Romania’s Gross Domestic Product (GDP), the index widely used to measure the size of national economies, rose by 4.3 percent in the third quarter of this year compared with the same period of 2017, to RON 263.7 billion (EUR 56.7 billion), mainly due to good crops, according to National Institute of Statistics (INS) data released on Friday.
The report confirms previously released flash estimate showing Romania’s GDP grew by 4.3 percent year-on-year and by 1.9 percent quarter-to-quarter in Q3 2018.
Romania’s economy rose by 4.2 percent year-on-year in the first nine months of this year, up to RON 663.2 billion (EUR 142.6 billion), according to INS.
The GDP growth rate recorded in Q3 2018 was mainly due to the increase in agricultural production, by 11.9 percent compared to July-September 2017, in information and communications sector (+7.9 percent), in in professional, scientific and technical activities (+5 percent) and industry (+4.4 percent).
Construction was the only sector in Romania which declined in Q3 2018, by 8.5 percent year-on-year.
Last year, Romania posted a GDP growth rate of 6.9 percent, the highest in Europe.
The growth rate recorded in 2017 is also the highest since 2008 in Romania and is due mainly to government-led increase in households’ consumption.
Economic slow down
But Romania’s economy showed the first signs of slowdown this year, as consumer spending loses steam and the government has lower fiscal space to nourish its wage-led growth model.
INS data show that household final consumption expenditure, the index measuring what people – acting either individually or collectively – spend on goods and services to satisfy their needs and wants, rose by 5 percent in January-September 2018 year-on-year, easing from 10.2 percent in 2017.

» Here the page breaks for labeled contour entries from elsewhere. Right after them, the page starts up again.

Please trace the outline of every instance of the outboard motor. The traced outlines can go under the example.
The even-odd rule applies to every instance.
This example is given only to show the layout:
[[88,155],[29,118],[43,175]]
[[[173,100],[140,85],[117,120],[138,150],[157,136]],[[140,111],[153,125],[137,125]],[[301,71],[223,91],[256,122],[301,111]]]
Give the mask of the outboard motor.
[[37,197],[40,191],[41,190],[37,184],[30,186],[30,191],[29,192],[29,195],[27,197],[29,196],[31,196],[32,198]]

During the last few years, the government adopted a strategy of wage-led growth, stimulating household consumption and GDP growth rates, but this model has generated larger fiscal and current account deficits.
Many economists insist Romania should change the economic model in order to obtain real long-term economic and social development.
Romania is still the second-poorest EU country if we look at the more relevant GDP/capita index, with EUR 9,600 per inhabitant in 2017.